Wal-Mart has already changed healthcare for low-income, underinsured Americans by lowering the cost of generic prescriptions to $4 — and, by extension, a larger population than their customer base thanks to Target and competitors joining in. The low-cost, “pass the savings on” mentality extends to their philosophy of clinic care — walk-in costs are $40-60 a pop, and include some basic testing services.

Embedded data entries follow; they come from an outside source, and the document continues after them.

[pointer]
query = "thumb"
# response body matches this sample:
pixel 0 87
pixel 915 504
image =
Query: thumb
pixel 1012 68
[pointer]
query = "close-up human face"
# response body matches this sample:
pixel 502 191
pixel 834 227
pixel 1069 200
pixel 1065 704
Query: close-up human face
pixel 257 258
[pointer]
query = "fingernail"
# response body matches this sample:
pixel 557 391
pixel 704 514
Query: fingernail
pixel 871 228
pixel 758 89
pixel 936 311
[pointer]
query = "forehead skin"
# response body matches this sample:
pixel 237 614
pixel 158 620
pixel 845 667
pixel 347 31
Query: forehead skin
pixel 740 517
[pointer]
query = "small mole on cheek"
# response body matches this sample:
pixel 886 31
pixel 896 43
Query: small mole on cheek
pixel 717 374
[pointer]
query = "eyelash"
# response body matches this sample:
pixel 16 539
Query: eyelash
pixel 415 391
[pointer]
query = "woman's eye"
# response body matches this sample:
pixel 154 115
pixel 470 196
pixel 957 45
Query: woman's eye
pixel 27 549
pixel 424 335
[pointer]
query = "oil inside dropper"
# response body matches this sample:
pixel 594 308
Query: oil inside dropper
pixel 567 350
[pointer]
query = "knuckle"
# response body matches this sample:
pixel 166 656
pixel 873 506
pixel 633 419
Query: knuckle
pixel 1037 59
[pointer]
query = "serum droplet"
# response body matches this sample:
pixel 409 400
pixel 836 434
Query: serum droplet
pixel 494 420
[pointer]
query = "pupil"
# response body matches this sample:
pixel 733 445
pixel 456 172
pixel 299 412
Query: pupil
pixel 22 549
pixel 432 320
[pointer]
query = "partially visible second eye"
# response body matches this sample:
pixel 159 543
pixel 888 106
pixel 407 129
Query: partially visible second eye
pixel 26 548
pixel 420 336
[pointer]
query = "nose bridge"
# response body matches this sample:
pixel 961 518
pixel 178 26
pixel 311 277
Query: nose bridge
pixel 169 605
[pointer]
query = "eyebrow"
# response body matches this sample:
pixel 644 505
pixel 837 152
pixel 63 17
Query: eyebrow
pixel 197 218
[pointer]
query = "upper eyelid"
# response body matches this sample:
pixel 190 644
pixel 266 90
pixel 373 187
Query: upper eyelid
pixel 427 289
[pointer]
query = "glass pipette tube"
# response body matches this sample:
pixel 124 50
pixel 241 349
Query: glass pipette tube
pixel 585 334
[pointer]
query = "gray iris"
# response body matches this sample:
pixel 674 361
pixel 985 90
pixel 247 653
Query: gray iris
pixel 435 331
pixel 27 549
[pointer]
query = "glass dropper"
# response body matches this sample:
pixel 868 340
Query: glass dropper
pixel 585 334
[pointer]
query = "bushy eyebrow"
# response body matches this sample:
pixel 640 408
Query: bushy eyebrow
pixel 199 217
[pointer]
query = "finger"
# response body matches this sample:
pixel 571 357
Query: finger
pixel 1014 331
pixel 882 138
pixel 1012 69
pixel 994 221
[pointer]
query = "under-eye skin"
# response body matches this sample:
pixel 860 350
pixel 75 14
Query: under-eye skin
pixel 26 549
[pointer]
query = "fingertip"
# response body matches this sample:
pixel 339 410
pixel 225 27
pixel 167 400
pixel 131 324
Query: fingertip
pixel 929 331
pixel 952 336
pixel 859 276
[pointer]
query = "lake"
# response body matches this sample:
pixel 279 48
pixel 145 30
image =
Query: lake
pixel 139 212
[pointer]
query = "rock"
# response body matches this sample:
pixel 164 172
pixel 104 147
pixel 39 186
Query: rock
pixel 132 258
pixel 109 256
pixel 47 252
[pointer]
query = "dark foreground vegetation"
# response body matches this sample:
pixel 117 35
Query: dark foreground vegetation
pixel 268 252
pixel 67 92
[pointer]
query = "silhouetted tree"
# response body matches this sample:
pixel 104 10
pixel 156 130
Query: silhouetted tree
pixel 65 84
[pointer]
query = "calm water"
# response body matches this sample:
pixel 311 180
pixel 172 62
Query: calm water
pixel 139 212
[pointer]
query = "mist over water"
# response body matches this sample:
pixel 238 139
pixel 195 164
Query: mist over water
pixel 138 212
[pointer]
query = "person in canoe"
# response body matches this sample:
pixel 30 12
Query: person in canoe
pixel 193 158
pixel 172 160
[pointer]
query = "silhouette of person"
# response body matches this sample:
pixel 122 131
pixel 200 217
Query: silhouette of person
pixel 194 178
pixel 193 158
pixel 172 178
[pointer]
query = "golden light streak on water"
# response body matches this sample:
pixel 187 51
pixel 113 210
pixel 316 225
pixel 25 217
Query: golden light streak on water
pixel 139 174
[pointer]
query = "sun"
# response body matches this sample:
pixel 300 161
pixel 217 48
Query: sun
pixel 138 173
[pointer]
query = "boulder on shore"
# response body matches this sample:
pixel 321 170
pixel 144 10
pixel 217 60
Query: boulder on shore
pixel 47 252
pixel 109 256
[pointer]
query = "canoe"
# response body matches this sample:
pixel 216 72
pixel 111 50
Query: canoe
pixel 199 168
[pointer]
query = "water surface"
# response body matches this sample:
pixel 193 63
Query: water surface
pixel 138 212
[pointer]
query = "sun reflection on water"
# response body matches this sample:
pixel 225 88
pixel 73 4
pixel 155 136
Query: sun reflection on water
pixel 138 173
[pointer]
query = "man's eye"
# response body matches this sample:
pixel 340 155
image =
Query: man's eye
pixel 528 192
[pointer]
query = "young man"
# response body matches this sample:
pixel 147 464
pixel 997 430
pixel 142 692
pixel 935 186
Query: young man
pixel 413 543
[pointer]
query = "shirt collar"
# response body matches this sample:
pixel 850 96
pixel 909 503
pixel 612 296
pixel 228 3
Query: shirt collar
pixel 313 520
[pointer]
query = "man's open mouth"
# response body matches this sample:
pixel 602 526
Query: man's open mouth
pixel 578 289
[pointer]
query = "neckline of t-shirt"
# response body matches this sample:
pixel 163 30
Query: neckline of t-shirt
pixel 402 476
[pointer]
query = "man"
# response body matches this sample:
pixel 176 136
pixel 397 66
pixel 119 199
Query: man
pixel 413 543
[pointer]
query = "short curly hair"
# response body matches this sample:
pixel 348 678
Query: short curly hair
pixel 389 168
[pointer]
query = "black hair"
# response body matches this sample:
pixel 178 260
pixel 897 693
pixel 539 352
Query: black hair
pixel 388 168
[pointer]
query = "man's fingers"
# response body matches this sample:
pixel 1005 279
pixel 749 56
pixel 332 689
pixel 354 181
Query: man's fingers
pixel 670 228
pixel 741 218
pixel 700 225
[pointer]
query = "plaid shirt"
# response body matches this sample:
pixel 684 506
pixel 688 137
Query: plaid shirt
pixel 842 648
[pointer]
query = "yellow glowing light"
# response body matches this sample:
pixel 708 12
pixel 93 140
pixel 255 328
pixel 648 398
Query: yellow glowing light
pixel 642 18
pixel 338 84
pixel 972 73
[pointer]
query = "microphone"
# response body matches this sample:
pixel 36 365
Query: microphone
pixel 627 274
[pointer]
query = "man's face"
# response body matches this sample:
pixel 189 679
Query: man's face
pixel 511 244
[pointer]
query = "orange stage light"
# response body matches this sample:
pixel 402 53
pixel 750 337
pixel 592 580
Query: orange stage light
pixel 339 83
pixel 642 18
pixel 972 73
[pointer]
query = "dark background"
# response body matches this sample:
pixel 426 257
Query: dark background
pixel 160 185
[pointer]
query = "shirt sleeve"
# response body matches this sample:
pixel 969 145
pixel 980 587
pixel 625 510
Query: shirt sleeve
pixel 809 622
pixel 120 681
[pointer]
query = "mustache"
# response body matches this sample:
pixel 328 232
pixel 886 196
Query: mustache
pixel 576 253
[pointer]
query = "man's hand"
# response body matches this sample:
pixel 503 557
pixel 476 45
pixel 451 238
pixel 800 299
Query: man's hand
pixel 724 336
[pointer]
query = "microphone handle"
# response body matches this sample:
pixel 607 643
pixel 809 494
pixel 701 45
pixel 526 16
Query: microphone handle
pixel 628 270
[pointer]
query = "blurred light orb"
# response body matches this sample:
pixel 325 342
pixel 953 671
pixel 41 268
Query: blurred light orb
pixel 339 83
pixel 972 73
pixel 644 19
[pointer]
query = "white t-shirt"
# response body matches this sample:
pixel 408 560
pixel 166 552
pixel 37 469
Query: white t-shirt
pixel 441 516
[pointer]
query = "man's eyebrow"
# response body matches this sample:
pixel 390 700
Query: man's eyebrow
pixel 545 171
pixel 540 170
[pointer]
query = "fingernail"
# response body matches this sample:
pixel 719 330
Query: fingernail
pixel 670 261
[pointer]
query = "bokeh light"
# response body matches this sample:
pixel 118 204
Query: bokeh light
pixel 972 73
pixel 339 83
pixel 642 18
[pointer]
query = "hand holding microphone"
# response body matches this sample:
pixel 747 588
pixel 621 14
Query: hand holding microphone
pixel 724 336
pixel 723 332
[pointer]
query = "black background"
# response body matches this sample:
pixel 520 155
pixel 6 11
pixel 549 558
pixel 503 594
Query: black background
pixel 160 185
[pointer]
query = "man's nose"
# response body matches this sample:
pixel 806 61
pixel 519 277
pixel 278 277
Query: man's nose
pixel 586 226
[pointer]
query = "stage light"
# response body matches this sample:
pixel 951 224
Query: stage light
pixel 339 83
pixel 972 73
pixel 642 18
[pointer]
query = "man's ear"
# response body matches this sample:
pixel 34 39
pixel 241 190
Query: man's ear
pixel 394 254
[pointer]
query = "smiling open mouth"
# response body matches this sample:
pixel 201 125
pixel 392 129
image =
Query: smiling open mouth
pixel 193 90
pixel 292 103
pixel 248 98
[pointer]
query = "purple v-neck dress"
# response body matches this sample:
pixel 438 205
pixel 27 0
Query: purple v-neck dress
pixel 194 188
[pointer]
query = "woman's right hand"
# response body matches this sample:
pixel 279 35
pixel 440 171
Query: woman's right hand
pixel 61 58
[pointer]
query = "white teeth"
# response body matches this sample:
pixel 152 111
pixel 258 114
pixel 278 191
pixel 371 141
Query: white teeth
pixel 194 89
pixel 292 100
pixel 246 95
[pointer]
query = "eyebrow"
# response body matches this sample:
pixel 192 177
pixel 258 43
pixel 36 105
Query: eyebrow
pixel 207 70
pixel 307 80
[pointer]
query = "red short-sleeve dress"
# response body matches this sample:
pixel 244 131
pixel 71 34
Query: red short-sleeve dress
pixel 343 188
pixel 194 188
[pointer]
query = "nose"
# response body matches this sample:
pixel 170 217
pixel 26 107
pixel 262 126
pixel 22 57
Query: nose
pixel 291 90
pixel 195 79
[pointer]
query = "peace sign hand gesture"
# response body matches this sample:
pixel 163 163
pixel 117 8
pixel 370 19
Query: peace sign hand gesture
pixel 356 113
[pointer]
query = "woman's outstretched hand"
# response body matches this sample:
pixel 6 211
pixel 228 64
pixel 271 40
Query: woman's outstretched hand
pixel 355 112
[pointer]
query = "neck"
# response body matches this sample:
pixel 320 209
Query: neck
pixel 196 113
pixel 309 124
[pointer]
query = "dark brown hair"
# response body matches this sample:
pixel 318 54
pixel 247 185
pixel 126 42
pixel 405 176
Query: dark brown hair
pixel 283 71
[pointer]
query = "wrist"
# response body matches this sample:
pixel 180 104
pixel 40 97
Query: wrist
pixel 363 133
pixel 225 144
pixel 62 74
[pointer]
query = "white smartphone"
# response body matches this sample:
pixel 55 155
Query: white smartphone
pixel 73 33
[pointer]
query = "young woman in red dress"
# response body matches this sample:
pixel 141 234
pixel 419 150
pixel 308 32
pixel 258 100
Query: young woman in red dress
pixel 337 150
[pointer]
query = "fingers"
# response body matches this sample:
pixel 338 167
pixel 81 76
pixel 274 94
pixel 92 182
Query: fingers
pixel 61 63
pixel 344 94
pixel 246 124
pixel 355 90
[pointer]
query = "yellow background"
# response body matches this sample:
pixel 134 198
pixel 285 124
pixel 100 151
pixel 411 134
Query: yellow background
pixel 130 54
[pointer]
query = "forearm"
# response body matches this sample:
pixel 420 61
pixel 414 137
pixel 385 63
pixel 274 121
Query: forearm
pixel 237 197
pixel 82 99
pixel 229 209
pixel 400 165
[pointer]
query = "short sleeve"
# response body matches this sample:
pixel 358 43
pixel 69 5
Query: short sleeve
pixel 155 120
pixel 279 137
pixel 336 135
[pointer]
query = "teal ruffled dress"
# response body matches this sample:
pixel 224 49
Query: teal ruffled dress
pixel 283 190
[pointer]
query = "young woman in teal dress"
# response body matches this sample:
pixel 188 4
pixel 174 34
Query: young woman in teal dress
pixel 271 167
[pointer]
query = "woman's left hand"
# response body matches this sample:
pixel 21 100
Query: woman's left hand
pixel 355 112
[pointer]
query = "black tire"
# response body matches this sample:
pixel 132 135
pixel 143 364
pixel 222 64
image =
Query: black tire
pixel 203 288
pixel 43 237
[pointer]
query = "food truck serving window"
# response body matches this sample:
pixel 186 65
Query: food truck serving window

Here’s what Wal-Mart is doing right with healthcare:

1. Extended hours: they are open 8am to 8pm M-F and also on weekends from 9 to 5. That’s about twice the hours of an average doctor’s office.

2. Access to care: 55% of their population served by these clinics have no insurance. (Compared to about 40% for the average walk-in clinic.) This should be a measurable community benefit as it removes a strain on the ER, where visits run $1,000 or more and are often written off by hospitals anyway.

3. Fixed costs: by posting fees upfront, they reduce the likelihood that a potential patient won’t just walk away. As Ms. Ledlie says, “If you have $50 in your pocket and it costs $60, you won’t go.” A greater proportion of the community can afford to receive care and therefore elects for care.

Now none of these are unique to Wal-Mart, except for maybe the incredible access of retail space. But with their scale, Wal-Mart can offer a few more things. Through an innovative partnership model, Wal-Mart becomes a landlord to a hospital-sponsored tenant — either a direct offshoot of your hospital or a third-party relationship that refers into the hospital system.

Also, they’re proving eClinicalWorks as an EMR for the patients. (I guess that makes it a PHR, but go with me here.) Without the baggage of a system from the 70’s, they can roll-over a real, hard-ROI EMR platform… for those 130 million customers that pass through their doors.

What are you doing to make life easier for your patients that Wal-Mart can’t do better, cheaper, or faster nation-wide?